即将出台的新法规应该会推动HAT等项目。在欧洲,(名字不怎么吸引人的)《一般数据保护条例》(General Data Protection Regulation),以及拟议的新的电子隐私法,将意味着公司不得不更加公开其持有的客户或用户的个人数据,以及它们用这些数据干什么。这为我们拿回控制权提供了新的机会。
This very opportunity, though, highlights the reasons why it may not be grasped. It is telling that a Google search for “why we should own our data” auto-corrects the search to “why we should own your data”. While customers get outraged when data breaches — at say, TalkTalk or Verizon — seem to hand access to their information to hackers, they are supine when it comes to its original surrender. All of us click on the “Accept terms and conditions” button without the bore of reading them through. There is little push, anywhere in the world, by individuals to demand companies hand them back their personal information. No wonder, then, that Telefónica is relatively unusual in proposing such a step.

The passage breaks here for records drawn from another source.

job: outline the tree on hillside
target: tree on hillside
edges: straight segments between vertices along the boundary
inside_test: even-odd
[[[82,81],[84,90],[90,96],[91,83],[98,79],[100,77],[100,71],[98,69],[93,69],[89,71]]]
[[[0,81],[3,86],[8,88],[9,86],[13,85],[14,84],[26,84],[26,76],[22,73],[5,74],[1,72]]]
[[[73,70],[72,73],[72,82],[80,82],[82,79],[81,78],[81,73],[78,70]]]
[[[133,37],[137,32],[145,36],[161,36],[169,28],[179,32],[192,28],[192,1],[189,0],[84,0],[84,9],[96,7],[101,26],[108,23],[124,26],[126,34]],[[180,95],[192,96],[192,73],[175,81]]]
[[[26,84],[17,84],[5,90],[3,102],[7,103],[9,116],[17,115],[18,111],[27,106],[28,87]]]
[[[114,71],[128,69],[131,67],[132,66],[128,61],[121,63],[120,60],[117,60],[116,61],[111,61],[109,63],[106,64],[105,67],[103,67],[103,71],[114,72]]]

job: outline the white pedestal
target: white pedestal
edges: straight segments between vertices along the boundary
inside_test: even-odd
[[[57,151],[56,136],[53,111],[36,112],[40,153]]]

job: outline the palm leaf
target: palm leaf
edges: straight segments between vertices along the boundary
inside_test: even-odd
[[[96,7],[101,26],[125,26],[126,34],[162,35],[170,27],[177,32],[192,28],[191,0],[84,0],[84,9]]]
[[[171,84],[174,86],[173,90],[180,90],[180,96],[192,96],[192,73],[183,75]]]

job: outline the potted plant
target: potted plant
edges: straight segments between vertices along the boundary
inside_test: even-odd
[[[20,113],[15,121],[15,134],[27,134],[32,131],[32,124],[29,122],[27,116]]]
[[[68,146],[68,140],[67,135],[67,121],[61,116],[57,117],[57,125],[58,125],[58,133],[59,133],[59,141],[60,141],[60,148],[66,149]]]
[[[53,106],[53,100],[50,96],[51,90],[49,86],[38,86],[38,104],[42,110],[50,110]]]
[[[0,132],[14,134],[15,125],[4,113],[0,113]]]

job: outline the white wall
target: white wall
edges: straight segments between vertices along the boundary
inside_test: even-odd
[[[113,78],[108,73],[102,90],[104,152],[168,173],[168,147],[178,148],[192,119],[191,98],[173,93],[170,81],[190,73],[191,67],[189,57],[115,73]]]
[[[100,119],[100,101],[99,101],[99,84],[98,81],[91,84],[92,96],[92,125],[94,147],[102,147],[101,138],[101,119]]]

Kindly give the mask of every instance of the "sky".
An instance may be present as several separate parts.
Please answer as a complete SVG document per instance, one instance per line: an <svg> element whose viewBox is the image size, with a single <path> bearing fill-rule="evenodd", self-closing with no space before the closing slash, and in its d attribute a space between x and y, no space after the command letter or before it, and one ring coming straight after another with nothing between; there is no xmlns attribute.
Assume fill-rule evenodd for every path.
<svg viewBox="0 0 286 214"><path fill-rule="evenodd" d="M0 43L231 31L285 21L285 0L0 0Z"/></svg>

然而,这个机会本身又突显出为何人们可能抓不住它。非常说明问题的是,谷歌一份关于“为何我们应该拥有我们自己的数据”的研究,自动更正为“为何我们应该拥有你们的数据”。尽管消费者愤怒于TalkTalk或Verizon等机构的数据泄露似乎让黑客获得了他们信息,但他们在最初交出自己的数据时却毫不反抗。我们所有人在没有通篇阅读的情况下就点击了“接受条款”按钮。无论在世界上任何地方,个人都没有做什么努力来要求公司将个人信息交还。难怪西班牙电信提议此类措施显得相对罕见。
We are the first generation of people to give our information freely and in bulk to almost anyone who asks for it. We have allowed ourselves to be infantilised by the technology. Future users will hopefully be the adults.
我们是向几乎所有管我们要信息的人随意提供大量信息的第一代人。我们任由技术把我们婴儿化。未来的用户有望成熟起来。
The co-founder of the Hub of All Things, Professor Irene Ng, believes we are the “lost generation” — in the sense that our data, handed over casually in return for new services that we desire, are lost to us forever. But for future generations it is not too late to take responsibility and take it back.
HAT的联合创始人Irene Ng教授认为,我们是“失去的一代人”——我们随意交出数据来换取自己想要的新服务,但这些数据对我们来说是永远失去了。但对未来的几代人来说,承担起责任并拿回数据还不算太晚。